*****float type occupies 4 bytes in memory, that is, 32 bits. Similarly, int or long type also occupies 4 bytes. After decomposing the respective 32 bits bit by bit, It is found that the specific meanings they represent are quite different.

****First decompose the 32-bit integer. For unsigned int, the decomposition is as follows: from right to left, record the value of the i-th bit as bi (0 or 1), Then the decimal value represented by this bit is: bi * 2^i, i=0,2,...31. The integer 4-byte (32-bit) binary number converted into decimal number is: b31 * 2^31 + ... + bi * 2^i + ... + b1 * 2 + b0 * 1 - recorded as " formula@".

****For signed int, the highest bit (bit 31) represents the sign, 0 is positive and 1 is negative. The remaining 31 bits must be subtracted by 1 and then inverted, recorded as "Operation #", and then press the above "Formula @" to get the absolute value of this integer.

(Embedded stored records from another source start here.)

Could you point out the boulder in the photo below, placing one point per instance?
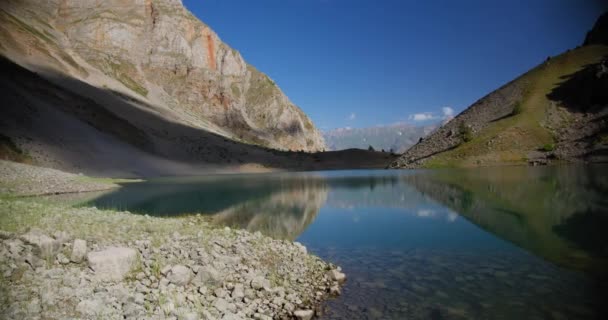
(180, 275)
(79, 250)
(303, 314)
(207, 275)
(46, 245)
(336, 275)
(259, 283)
(112, 264)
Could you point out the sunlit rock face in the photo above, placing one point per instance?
(156, 50)
(282, 215)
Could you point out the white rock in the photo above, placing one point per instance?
(336, 275)
(112, 264)
(259, 283)
(79, 250)
(303, 314)
(90, 307)
(189, 316)
(180, 275)
(207, 275)
(48, 246)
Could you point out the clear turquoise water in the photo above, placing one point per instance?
(501, 243)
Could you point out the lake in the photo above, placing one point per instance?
(495, 243)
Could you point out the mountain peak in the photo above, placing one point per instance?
(158, 52)
(599, 33)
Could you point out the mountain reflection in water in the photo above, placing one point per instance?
(443, 244)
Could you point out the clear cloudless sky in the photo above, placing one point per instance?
(363, 63)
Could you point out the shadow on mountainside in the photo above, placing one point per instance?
(585, 90)
(74, 126)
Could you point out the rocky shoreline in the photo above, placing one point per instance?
(83, 263)
(18, 179)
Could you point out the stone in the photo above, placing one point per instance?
(335, 290)
(259, 283)
(112, 264)
(336, 275)
(303, 314)
(238, 292)
(189, 316)
(221, 305)
(207, 275)
(62, 236)
(90, 307)
(79, 251)
(180, 275)
(46, 245)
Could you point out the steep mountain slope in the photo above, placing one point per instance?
(557, 110)
(153, 53)
(398, 137)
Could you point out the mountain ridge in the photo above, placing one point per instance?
(556, 111)
(157, 51)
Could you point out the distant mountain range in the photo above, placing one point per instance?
(397, 137)
(555, 111)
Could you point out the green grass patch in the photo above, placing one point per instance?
(548, 147)
(509, 140)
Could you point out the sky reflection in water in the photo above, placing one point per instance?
(446, 244)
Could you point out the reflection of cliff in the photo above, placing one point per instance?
(524, 206)
(372, 191)
(282, 215)
(281, 206)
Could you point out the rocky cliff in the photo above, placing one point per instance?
(156, 52)
(556, 111)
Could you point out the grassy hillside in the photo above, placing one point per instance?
(533, 123)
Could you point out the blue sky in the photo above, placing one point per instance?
(363, 63)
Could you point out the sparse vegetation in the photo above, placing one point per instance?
(548, 147)
(10, 151)
(466, 132)
(517, 109)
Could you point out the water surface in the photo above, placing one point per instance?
(499, 243)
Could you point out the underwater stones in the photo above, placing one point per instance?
(336, 275)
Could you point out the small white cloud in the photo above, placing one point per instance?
(425, 213)
(452, 216)
(447, 112)
(422, 116)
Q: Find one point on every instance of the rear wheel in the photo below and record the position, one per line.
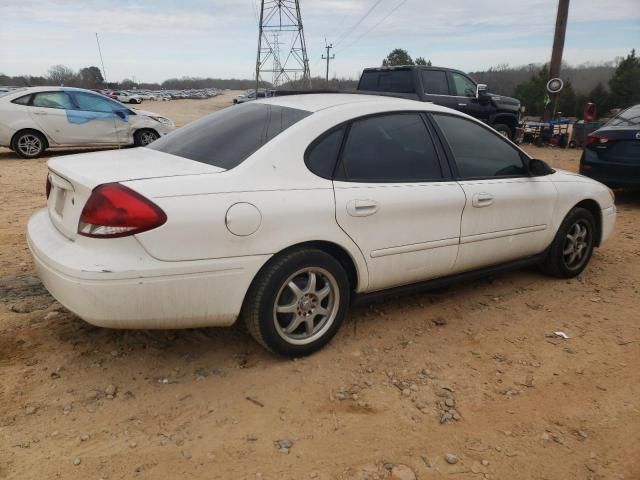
(29, 144)
(572, 248)
(297, 303)
(142, 138)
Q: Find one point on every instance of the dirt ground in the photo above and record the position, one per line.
(473, 371)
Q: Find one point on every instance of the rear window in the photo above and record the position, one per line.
(228, 137)
(399, 81)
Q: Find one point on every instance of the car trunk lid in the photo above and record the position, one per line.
(73, 178)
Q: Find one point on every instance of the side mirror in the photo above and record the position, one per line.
(539, 168)
(481, 92)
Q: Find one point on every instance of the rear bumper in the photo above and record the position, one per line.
(610, 173)
(115, 283)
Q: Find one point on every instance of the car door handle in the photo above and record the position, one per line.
(362, 208)
(482, 200)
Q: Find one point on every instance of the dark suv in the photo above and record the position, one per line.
(449, 88)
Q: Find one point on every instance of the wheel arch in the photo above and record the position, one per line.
(35, 130)
(594, 208)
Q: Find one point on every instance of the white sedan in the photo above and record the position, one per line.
(282, 211)
(34, 119)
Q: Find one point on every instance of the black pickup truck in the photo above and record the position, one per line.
(449, 88)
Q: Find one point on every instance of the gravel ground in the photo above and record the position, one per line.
(463, 383)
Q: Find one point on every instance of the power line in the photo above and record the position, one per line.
(373, 27)
(347, 32)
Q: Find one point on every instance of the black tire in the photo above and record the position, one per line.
(504, 130)
(29, 144)
(144, 137)
(560, 261)
(272, 287)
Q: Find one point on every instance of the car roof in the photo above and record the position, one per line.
(314, 102)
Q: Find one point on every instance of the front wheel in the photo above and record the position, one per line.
(29, 144)
(297, 303)
(142, 138)
(573, 245)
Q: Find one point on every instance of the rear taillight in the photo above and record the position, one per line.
(114, 210)
(48, 187)
(597, 138)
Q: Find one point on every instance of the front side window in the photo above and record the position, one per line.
(478, 152)
(95, 103)
(226, 138)
(52, 100)
(24, 100)
(462, 86)
(435, 82)
(628, 118)
(390, 148)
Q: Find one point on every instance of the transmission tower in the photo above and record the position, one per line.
(283, 18)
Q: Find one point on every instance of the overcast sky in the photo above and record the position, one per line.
(152, 40)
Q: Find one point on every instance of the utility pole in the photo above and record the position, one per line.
(284, 18)
(328, 47)
(558, 47)
(104, 73)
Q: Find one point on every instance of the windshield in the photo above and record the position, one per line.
(629, 118)
(226, 138)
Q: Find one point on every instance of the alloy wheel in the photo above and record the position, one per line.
(576, 245)
(29, 145)
(306, 305)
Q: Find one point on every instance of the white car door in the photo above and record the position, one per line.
(49, 110)
(394, 200)
(508, 212)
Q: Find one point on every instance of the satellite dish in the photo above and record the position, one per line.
(555, 85)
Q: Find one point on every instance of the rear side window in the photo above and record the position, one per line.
(434, 82)
(24, 100)
(322, 155)
(399, 81)
(228, 137)
(52, 100)
(478, 152)
(390, 148)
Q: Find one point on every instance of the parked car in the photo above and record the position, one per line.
(126, 97)
(34, 119)
(245, 97)
(449, 88)
(612, 153)
(284, 210)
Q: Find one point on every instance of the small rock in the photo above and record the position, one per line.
(51, 315)
(402, 472)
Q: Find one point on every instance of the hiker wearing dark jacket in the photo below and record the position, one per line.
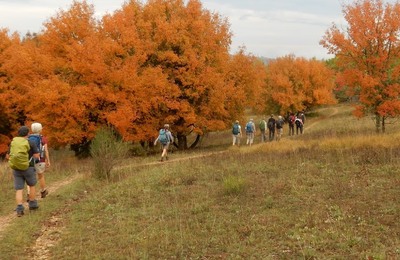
(236, 133)
(279, 127)
(271, 128)
(165, 138)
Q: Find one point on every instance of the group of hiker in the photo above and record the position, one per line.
(273, 125)
(28, 157)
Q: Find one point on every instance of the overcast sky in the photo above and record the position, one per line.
(268, 28)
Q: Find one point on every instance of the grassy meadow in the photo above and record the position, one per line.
(331, 193)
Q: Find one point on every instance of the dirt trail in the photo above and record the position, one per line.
(5, 221)
(51, 230)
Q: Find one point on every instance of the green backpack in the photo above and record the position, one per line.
(19, 154)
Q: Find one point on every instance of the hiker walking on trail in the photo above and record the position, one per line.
(44, 161)
(250, 132)
(299, 125)
(291, 123)
(279, 127)
(22, 156)
(301, 115)
(271, 128)
(165, 138)
(263, 126)
(236, 133)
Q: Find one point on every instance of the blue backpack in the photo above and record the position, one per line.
(235, 129)
(37, 139)
(249, 127)
(162, 137)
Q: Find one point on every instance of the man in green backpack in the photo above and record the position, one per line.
(22, 157)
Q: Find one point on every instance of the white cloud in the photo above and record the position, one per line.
(269, 28)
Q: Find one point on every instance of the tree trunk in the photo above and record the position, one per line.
(194, 144)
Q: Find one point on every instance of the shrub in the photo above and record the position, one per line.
(107, 150)
(234, 185)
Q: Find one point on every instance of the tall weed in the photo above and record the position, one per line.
(107, 151)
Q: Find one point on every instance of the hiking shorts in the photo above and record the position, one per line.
(28, 176)
(40, 167)
(165, 146)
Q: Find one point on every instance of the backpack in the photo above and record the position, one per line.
(37, 139)
(235, 129)
(262, 125)
(249, 128)
(19, 154)
(162, 137)
(292, 118)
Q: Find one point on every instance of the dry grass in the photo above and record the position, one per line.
(332, 193)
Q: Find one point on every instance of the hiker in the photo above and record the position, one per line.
(279, 127)
(263, 126)
(299, 125)
(165, 138)
(271, 128)
(250, 132)
(291, 120)
(236, 133)
(44, 161)
(22, 156)
(301, 115)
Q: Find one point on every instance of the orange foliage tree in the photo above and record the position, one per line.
(367, 54)
(136, 69)
(295, 84)
(247, 74)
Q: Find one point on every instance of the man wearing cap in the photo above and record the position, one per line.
(165, 137)
(250, 132)
(28, 175)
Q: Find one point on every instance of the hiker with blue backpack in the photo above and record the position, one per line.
(263, 126)
(250, 132)
(271, 128)
(44, 161)
(165, 138)
(22, 156)
(236, 133)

****The above is an introduction, and the following float decomposition must also be based on this. Remember the two agreed meanings of "operation #" and "formula @". At the same time, I would like to correct the questioner's statement that "the range that can be expressed should be 0-2^32". The accurate numerical range of integers is: signed ( (-2^31) —— (2^31-1)), Unsigned (0 - (2^32-1)). Let's lead to the key question. What do the 32 bits of float mean in memory?

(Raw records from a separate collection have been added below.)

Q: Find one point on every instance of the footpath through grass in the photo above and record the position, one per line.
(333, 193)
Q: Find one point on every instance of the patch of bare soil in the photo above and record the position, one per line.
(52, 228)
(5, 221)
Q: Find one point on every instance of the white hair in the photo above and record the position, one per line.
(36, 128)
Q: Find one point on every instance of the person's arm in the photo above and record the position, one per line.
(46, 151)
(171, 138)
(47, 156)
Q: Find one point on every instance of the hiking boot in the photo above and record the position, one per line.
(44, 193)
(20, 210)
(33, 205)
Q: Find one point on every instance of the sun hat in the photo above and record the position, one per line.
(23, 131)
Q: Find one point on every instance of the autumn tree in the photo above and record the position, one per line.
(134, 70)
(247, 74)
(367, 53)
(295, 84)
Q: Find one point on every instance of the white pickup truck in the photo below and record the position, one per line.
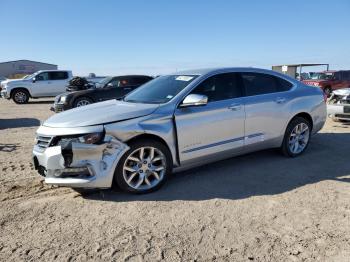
(45, 83)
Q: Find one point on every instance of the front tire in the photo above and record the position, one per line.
(20, 96)
(144, 167)
(297, 137)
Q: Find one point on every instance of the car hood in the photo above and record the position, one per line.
(342, 92)
(100, 113)
(15, 81)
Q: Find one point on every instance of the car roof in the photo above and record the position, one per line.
(204, 71)
(213, 71)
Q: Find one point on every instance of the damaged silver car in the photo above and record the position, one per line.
(338, 107)
(176, 122)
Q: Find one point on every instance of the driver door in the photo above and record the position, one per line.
(42, 85)
(216, 128)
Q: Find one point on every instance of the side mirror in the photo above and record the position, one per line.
(194, 100)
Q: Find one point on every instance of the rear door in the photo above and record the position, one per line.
(216, 128)
(266, 106)
(58, 81)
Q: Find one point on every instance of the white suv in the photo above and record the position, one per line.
(46, 83)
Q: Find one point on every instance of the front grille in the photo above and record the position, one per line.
(43, 141)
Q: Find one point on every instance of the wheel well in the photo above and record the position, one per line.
(305, 116)
(152, 137)
(19, 88)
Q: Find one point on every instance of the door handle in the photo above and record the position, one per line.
(235, 107)
(280, 100)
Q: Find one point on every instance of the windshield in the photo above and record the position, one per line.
(160, 90)
(28, 76)
(105, 81)
(322, 76)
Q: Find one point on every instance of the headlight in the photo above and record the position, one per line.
(92, 138)
(62, 99)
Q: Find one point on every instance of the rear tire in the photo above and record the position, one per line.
(82, 101)
(141, 170)
(20, 96)
(297, 137)
(328, 91)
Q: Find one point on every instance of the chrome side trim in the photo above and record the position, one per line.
(214, 144)
(223, 142)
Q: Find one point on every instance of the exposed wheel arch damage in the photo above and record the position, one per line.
(306, 116)
(19, 88)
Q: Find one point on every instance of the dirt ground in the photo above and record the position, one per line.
(257, 207)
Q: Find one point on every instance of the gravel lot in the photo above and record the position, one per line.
(257, 207)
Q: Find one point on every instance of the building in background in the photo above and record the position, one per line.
(295, 70)
(20, 68)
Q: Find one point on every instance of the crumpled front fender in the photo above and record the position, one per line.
(97, 161)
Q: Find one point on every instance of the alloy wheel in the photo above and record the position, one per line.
(144, 168)
(20, 97)
(299, 138)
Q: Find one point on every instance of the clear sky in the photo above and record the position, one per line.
(160, 36)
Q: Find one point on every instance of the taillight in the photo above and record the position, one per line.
(325, 96)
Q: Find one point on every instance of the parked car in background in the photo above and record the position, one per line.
(338, 107)
(45, 83)
(175, 122)
(109, 88)
(330, 80)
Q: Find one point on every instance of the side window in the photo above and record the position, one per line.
(120, 82)
(259, 84)
(219, 87)
(59, 75)
(42, 77)
(124, 82)
(283, 85)
(137, 81)
(346, 75)
(114, 82)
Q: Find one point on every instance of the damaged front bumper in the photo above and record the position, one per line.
(83, 165)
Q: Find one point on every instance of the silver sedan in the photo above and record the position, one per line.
(176, 122)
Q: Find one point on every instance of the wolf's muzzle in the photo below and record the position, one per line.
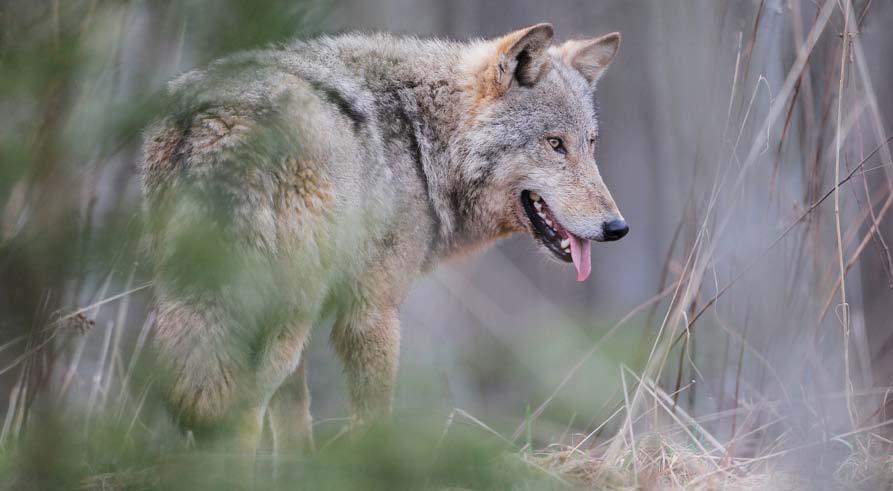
(615, 229)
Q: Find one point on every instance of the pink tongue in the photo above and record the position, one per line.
(580, 249)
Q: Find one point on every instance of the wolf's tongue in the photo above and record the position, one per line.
(580, 249)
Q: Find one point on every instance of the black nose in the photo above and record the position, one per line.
(615, 229)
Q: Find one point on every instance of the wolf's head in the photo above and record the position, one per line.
(534, 127)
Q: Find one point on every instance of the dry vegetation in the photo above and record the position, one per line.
(815, 147)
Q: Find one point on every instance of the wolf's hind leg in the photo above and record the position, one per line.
(289, 413)
(369, 346)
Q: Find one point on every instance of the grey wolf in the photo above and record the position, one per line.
(317, 180)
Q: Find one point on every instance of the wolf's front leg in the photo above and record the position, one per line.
(368, 343)
(289, 413)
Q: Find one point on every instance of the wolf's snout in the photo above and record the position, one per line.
(615, 229)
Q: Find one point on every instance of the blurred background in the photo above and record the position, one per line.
(725, 126)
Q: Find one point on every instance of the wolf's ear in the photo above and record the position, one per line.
(522, 56)
(591, 57)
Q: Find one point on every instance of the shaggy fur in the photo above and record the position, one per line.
(319, 179)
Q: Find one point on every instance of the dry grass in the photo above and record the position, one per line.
(736, 415)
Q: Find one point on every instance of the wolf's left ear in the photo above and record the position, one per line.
(591, 57)
(522, 56)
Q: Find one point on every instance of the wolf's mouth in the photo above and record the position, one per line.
(548, 230)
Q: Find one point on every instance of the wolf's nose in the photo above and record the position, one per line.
(615, 229)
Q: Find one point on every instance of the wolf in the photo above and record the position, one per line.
(316, 180)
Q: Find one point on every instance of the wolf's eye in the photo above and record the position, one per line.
(557, 145)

***** represents all 32 bits as b31-b0 (from high to low). b31 is also the sign bit, and its meaning is 0 positive and 1 negative. The total ***8 bits of b30-b23 are a signed int. Use "operation #" and "formula @" to calculate a value E (the decimal range is -128 —— 127), and then pass it through The exponential operation yields 2^E, and the decimal range is: 1.0 * 10^(-38) - 1.7 * 10^38. The remaining 23 digits b22-b0 represent decimal values. The decimal value represented by b22 is: b22 * 2^(-1), which is b22 * 0.5. The decimal value represented by b21 is: b22 * 2^(-2), which is b22 * 0.25, and so on, so the decimal range is 0 - 1 (actually 0.0000...1 to 0.9999...).

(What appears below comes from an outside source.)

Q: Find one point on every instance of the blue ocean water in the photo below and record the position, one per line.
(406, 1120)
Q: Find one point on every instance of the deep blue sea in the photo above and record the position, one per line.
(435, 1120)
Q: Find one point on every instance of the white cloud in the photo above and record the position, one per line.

****From the above decomposition, we can see that the 32 bits of float have their own meanings and can be divided into 3 blocks, symbol block S (b31), exponent block E (b30-b23), The decimal block D(b22-b0), but how to assemble it into an actual small tree? The specific algorithm is:

(-1)^S * (1.0 + D) * 2^E, and the final value range is -3.4*10^-38 - 3.4*10^38.

*****Finally, a reminder, all floating point numbers go through the corresponding hardware to perform the above "operation #" and "formula @" when entering and exiting the memory. Programmers do not need to delve into the details. If they are out of curiosity, it is worth understanding and supporting.